Even on the clear part of the path, the climb is steep. With thighs burning and sea-level lungs wheezing, we head slowly, slowly up the mountain.

We're lucky. Just a few steps beyond the reach of the village boom box, the juveniles come into view. Omax watches as they clamber up a thatch of ficus trees, then jump from limb to limb. The gorilla family has traveled over the mountain ridge and down the steep incline far more quickly than our trackers, who lag a few miles behind. For now, the apes seem set in place.

Omax signals to drop the packs with the porters. We trudge through the low brush to begin our viewing in a clearing beneath the trees.

There, seemingly oblivious, sits the No. 2 male, Kalembezi, munching away on figgy fruits thrown down from the branches by the younger, lighter juveniles. Just up the slope, a female emerges through the green, a baby clinging to her back. Another with baby aboard shimmies down the trunk of the sturdy ficus. And finally, the silverback lumbers through the jungle and into view. We are close enough to hear the odd belch of a satisfied diner and the flatulence caused by a herbaceous diet.

A one-hour limit

Seeing the apes as human is no anthropomorphic leap. Palms are padded, giving way to four flexible fingers and a thumb used to break branches and brush off the figs. One of the babies keeps falling from its mother's back. Another repeatedly wanders off into a low patch of ferns before being hauled back by his mother.

Kalembezi is messy, his mossy fur dotted with straw and the odd leaf. As the family's No. 2, he keeps a slight distance from the others. His job is understudy, a backup in case Kabukojo, the silver-backed leader, gives way to age or illness. But Kabukojo is himself less than middle-aged in gorilla terms; Kalembezi could be in for a 20-year wait.

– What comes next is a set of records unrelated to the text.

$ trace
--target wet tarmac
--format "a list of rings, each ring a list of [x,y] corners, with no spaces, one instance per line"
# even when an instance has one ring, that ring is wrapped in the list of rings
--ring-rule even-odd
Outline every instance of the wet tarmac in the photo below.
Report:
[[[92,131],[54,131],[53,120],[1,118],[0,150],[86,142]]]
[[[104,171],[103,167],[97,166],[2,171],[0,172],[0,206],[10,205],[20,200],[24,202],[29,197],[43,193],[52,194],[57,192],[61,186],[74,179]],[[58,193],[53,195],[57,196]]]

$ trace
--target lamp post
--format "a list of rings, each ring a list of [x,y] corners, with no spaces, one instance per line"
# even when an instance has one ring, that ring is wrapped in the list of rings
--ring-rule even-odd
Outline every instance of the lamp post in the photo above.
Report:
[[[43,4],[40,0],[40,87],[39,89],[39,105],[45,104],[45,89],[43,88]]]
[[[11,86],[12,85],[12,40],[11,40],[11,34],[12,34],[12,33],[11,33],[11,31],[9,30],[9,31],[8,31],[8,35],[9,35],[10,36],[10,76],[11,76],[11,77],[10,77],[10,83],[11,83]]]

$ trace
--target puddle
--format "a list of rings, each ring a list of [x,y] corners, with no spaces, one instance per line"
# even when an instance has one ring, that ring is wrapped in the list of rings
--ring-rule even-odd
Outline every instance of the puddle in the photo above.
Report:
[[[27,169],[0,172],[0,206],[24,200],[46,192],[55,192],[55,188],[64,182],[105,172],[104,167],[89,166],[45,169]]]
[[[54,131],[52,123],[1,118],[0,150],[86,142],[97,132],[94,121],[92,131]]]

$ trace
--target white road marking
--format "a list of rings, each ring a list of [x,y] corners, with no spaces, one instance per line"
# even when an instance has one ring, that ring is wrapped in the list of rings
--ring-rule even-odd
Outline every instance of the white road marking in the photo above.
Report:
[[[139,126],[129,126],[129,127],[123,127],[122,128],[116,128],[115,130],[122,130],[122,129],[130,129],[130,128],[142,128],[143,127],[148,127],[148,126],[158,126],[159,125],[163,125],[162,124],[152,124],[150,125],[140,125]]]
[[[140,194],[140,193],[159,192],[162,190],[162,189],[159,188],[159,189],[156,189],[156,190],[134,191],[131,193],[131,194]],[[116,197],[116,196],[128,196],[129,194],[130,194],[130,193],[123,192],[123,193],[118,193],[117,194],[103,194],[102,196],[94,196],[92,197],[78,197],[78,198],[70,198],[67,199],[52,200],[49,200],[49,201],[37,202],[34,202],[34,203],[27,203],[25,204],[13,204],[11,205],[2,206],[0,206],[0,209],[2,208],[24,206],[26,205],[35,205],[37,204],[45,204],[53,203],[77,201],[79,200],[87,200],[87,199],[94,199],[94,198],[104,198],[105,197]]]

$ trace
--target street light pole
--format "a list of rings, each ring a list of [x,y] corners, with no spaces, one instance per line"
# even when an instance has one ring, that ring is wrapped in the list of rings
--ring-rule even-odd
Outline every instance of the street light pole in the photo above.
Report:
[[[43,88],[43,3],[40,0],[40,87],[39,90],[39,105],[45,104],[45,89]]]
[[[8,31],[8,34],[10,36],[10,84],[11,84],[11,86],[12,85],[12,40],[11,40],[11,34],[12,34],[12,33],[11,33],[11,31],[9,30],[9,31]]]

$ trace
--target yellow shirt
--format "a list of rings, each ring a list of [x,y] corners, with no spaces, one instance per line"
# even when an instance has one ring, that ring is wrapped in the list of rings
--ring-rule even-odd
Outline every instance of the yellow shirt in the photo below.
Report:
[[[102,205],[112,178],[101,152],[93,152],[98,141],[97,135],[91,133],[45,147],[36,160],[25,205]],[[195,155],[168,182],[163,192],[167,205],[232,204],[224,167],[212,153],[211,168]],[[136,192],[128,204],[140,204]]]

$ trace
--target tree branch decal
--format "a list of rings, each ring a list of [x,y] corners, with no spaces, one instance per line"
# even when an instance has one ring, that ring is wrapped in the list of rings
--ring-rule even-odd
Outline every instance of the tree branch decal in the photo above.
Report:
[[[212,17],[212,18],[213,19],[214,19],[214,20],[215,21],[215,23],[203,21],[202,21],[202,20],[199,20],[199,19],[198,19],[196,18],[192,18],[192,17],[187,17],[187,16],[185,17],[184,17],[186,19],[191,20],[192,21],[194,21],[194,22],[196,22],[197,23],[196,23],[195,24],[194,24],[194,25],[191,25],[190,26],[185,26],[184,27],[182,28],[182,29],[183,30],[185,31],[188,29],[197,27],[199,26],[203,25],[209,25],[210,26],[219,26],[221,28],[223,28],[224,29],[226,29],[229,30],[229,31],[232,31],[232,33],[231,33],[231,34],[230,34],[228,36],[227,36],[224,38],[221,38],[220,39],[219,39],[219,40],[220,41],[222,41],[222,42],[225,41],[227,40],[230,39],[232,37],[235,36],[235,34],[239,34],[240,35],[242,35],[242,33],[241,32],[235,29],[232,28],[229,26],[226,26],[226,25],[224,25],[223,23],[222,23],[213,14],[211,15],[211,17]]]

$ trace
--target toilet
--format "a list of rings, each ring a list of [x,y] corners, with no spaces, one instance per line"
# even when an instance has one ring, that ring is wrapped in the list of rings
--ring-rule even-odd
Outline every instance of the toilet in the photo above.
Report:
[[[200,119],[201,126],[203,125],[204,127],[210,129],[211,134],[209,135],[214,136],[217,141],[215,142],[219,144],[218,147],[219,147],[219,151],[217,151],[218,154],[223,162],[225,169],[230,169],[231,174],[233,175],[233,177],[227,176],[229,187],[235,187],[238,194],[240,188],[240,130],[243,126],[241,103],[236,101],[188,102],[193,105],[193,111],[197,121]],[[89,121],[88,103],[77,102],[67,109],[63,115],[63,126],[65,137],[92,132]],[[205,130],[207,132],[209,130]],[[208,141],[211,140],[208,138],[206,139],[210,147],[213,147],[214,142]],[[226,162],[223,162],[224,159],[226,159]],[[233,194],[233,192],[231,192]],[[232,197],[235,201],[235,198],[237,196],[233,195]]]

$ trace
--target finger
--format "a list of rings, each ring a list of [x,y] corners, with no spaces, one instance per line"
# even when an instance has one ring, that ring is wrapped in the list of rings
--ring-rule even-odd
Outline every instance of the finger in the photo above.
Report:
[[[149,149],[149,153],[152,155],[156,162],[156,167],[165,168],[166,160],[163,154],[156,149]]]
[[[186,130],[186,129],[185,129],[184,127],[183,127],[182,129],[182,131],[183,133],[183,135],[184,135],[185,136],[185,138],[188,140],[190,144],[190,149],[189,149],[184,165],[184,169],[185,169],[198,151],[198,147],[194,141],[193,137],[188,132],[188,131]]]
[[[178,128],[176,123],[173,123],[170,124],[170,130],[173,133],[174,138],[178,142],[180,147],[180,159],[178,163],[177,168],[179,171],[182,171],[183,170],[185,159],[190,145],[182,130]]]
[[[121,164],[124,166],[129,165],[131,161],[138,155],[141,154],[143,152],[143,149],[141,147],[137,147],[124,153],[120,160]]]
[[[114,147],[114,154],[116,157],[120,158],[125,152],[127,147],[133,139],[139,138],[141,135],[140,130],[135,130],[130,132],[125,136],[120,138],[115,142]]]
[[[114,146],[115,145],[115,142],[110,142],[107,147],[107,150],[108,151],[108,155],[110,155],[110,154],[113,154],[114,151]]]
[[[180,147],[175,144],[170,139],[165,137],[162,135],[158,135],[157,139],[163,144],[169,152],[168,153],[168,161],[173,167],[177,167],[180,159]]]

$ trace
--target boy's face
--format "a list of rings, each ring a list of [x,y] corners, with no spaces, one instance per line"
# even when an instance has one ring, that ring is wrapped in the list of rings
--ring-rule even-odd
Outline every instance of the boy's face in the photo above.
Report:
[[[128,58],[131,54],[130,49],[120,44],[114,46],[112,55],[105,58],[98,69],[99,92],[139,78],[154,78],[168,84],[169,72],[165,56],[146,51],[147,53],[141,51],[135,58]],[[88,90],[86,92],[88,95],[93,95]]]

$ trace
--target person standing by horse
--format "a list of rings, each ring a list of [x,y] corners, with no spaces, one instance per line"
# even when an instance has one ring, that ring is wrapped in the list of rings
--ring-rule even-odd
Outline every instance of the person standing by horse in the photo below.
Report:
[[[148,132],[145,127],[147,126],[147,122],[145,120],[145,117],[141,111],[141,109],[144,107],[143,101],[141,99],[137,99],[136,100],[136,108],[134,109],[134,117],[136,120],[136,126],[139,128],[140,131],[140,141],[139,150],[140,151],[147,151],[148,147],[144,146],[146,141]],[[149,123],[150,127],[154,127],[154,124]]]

Despite the proximity, we feel perfectly safe, and in fact, dangerous encounters are almost unheard of. Visitors aren't allowed contact with a troop until rangers and scientists have spent two to three years habituating a family, and because the two species can share diseases, humans aren't allowed to visit if they are sick.

That's not to say that the gorillas are always cheerful. Just this past summer, in Rwanda, a silverback charged a tourist group in a mock attack — typical behavior when gorillas feel crowded. Beyond the minor scrapes from slipping down the hillside, there were no injuries.

Other travelers have posted videos of a touchingly close encounter, when gorillas came into a camp. A recent Rwanda visitor has told us of a mother gorilla pulling the visitor's husband back from wandering babies.

Fellow trekker Melissa Cameron of San Francisco has had this experience once before, during a previous visit to Uganda in 2006, when there was more bushwhacking involved in her hike and a three-hour wait before her group found the gorillas. While the rest of us were snapping away through long lenses, Cameron put her cellphone aside and simply sat down. "The best times are when you put the cameras down. That's when the real magic happens ... Every time I crouched down to the ground, the gorillas would approach me and come sit down near me. At one point, one was literally 3 inches away."

The gorillas are always in charge. To ensure their comfort, viewings are limited to an hour. The apes don't need a Timex to know when time is up. A fellow lodge guest told of the silverback that stood on his haunches, beating his breast to signal that her group's time was up.

In our case, the dismissal is less dramatic — but no less punctual. After almost exactly an hour together, the silverback quite literally turns his back on us, and the troop moves away.